31 marzo 2021 10:26

A fine febbraio un aereo militare slovacco era atterrato di notte in Russia, per poi ripartire l’indomani con 200mila dosi del vaccino russo Sputnik V. Ad accoglierlo aveva trovato il primo ministro slovacco Igor Matovič, raggiante.

Il leader del Partito delle persone comuni, formazione populista, si aspettava di essere celebrato come un eroe. E invece ha provocato una grave crisi politica. Matovič si è dimesso il 28 marzo, pur restando all’interno del governo.

Il motivo della crisi? Matovič non aveva avvertito i partner del governo della sua decisione di importare il vaccino russo, non ancora omologato dall’Agenzia europea del farmaco. Gli alleati e gli avversari all’interno della coalizione l’hanno ritenuto un pessimo azzardo politico e un affronto all’Unione europea, soprattutto considerando che la Slovacchia, duramente colpita dalla pandemia, ha accesso ai vaccini ordinati dalla Commissione a condizioni migliori rispetto a quelle che avrebbe ottenuto negoziando da sola.

Un primo esempio
Al di là delle evoluzioni della vita politica slovacca, è significativo che Matovič sia il primo capo di governo al mondo a cadere in una crisi legata alla pandemia.

In effetti non esistono molti esempi in cui il covid-19 abbia avuto conseguenze politiche dirette, un fatto sorprendente dato che conviviamo con l’emergenza sanitaria da oltre un anno e che in tutti i paesi la popolazione è giudice della gestione della crisi.

L’impatto del virus però esiste, ed è spesso indiretto. Possiamo credere che Donald Trump avrebbe vinto le presidenziali se non ci fosse stato il covid-19? È plausibile, visto che era riuscito a migliorare il risultato del 2016 nonostante la gestione calamitosa della pandemia. In Brasile Jair Bolsonaro rischia di pagare a caro prezzo i 300mila morti per il virus, e per questo rimaneggia il suo governo in preda al panico.

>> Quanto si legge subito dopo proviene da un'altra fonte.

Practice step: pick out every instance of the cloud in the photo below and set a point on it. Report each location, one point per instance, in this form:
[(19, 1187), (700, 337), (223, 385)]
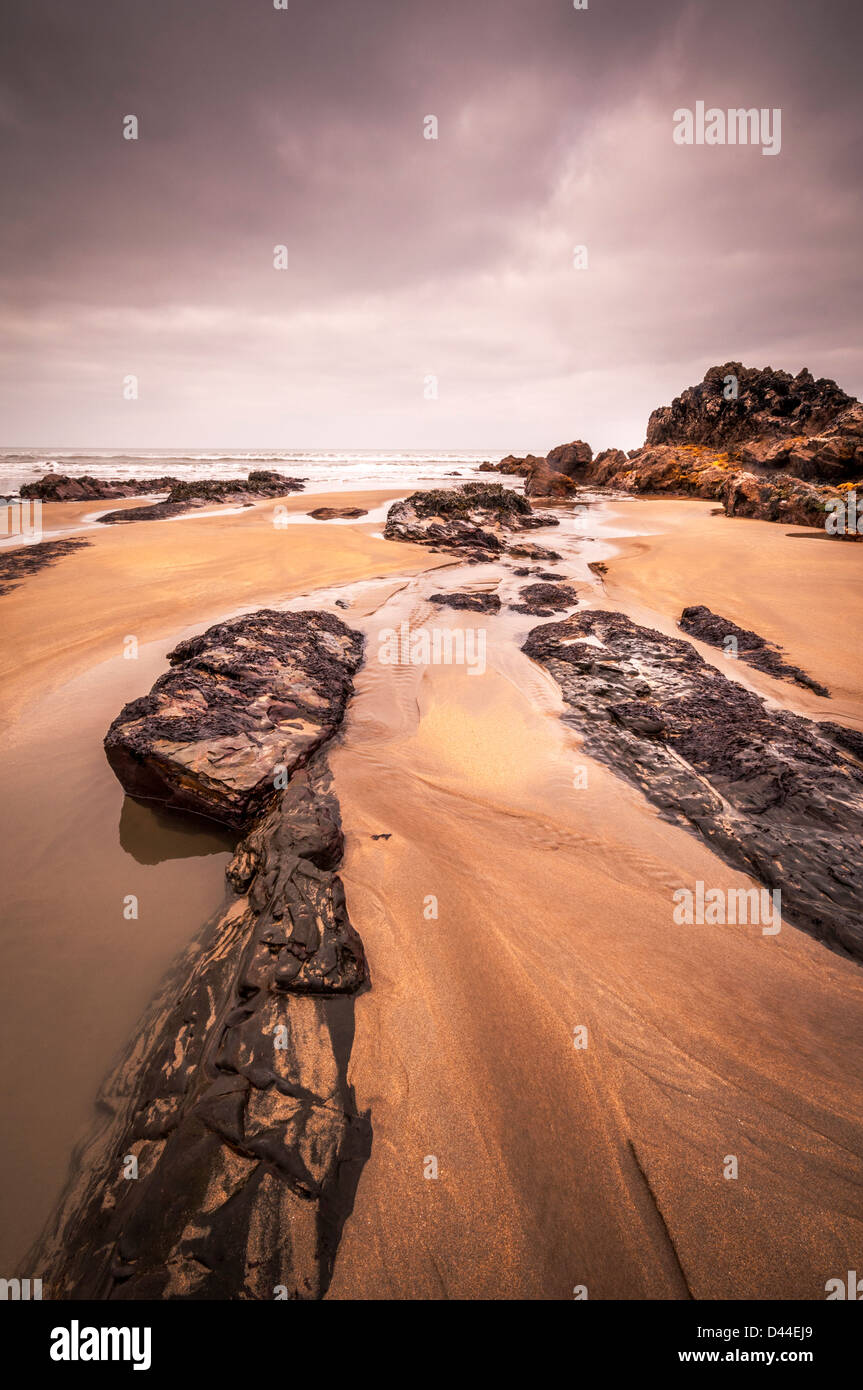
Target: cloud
[(412, 256)]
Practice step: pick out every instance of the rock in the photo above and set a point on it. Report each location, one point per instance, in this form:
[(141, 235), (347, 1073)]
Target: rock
[(751, 648), (243, 699), (59, 487), (765, 788), (532, 552), (848, 738), (29, 559), (545, 483), (200, 492), (328, 513), (570, 458), (234, 1093), (770, 407), (541, 599), (777, 452), (473, 602), (519, 467), (474, 517)]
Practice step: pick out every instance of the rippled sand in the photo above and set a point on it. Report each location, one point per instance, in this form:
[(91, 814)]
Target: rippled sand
[(557, 1166)]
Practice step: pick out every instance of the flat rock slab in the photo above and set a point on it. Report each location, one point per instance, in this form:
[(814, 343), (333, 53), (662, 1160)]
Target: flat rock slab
[(766, 790), (29, 559), (475, 519), (245, 704), (232, 1097), (751, 648), (471, 602), (334, 513)]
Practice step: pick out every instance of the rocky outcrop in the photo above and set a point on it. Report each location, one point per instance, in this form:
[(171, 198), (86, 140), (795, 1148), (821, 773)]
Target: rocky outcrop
[(332, 513), (544, 599), (231, 1144), (796, 424), (246, 697), (200, 492), (783, 449), (740, 642), (29, 559), (765, 788), (477, 519), (545, 483), (470, 602), (59, 487), (760, 442), (519, 467), (570, 459)]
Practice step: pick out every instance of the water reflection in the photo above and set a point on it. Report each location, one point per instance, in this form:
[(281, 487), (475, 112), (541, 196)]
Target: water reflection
[(153, 833)]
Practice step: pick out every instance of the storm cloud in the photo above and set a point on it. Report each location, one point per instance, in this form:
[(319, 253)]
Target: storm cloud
[(413, 257)]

In molti paesi serpeggiano il malcontento e la collera oltre alla sensazione di essere a metà del guado

Di contro Benjamin Netanyahu, l’eterno primo ministro israeliano, non ha ottenuto alle ultime legislative la spinta in cui sperava dopo aver vaccinato a tutto spiano. Come già accaduto nelle tre votazioni precedenti, anche stavolta il risultato è stato uno stallo. Il vaccino e il ritorno alla vita normale non hanno cancellato il risentimento nei confronti di “Bibi”. Al contempo il primo ministro olandese Mark Rutte ha vinto le elezioni nonostante le rivolte di gennaio e la sua criticata gestione della crisi.

In molti paesi serpeggiano il malcontento e la collera, ma c’è anche la sensazione di essere ancora a metà del guado davanti a una minaccia imprevedibile.

È precisamente pensando al “dopo” che il primo ministro ungherese Viktor Orbán, dopo essersi sbarazzato dei legami con la destra europea classica, si è riunito il 29 marzo con i suoi nuovi amici: il primo ministro populista della Polonia Mateusz Morawiecki e Matteo Salvini, leader della Lega di estrema destra in Italia. È il primo passo di un nuovo tentativo di compattare l’estrema destra in vista del momento in cui la vita politica avrà ripreso i suoi consueti ritmi.

In Francia un esponente del governo ha riassunto la sua reazione davanti al malcontento dell’opinione pubblica citando una celebre massima dell’ex presidente Jacques Chirac: “È alla fine della fiera che si contano i cumuli di sterco”. In altre parole, i conti si faranno nel mondo post covid.